Is Gavin Newsom trying to close Diablo Canyon?
January 4, 2016
California’s second-in-command and a leading candidate in the 2018 governor’s race, Gavin Newsom, is predicting Diablo Canyon power plant will close by the time its current licenses expire in 2024 and 2025. Newsom is also using his position as chair of state commission to subject the nuclear plant to environmental review that PG&E officials did not expect to occur. [SF Chronicle]
PG&E leases states tidelands in order to operate the plant’s cooling system, which sucks in water from the ocean and then returns it. The tidelands leases expire in 2018 and 2019, and PG&E is currently requesting the State Lands Commission approve extensions of the leases.
Newsom, who is the chairman of the State Lands Commission, is calling for there to be a full environmental review before the the commission decides on the lease extensions. The commission may vote in February on whether a new tidelands lease requires an environmental impact report (EIR).
If the commission does require an EIR, the process could take more than a year and it may reignite debate over the safety of the power plant.
“I don’t think that PG&E, in its quiet moments, would disagree that this may not have been the ideal site for a plant,” Newsom said at the Dec. 18 State Lands Commission meeting.

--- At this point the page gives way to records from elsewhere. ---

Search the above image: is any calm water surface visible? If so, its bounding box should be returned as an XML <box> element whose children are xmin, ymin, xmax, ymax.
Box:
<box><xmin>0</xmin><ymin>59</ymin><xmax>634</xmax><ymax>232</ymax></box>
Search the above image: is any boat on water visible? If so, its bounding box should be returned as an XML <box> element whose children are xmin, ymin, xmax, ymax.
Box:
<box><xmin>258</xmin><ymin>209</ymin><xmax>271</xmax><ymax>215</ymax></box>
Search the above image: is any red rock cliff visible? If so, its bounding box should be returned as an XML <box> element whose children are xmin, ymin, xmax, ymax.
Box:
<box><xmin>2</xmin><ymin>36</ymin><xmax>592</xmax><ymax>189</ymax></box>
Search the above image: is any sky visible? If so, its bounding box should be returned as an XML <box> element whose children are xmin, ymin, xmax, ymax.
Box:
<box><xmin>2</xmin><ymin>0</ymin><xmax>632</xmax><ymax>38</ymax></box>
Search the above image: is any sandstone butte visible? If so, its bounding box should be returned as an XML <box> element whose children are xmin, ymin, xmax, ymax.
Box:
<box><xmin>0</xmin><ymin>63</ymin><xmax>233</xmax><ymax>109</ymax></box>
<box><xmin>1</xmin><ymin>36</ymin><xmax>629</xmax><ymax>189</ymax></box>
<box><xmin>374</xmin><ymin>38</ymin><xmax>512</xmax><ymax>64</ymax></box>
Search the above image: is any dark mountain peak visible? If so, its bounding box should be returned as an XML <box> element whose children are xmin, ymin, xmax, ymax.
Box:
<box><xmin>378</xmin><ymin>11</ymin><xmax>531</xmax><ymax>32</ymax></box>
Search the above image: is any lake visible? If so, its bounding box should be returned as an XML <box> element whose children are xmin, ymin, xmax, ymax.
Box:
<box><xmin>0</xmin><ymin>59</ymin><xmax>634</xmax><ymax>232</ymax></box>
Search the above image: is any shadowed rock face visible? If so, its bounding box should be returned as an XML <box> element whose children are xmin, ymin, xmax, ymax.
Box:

PG&E spokesman Tom Cuddy said an environmental review is not needed because PG&E is proposing no operational or design changes to its cooling system.
Newsom, who often voices support for green causes, has not ruled out approving the lease extensions. He urged the State Lands Commission to consider how Diablo Canyon fits into California’s attempts to halt global warming.
Unlike conventional power plants, Diablo Canyon does not pump any greenhouse gases into the sky.
Still, Newsom says he does believe the plant will stay open another 10 years.
“I just don’t see that this plant is going to survive beyond 2024, 2025,” Newsom said. “I just don’t see that. Now, I absolutely may be wrong, but that’s my punditry. And there is a compelling argument as to why it shouldn’t.”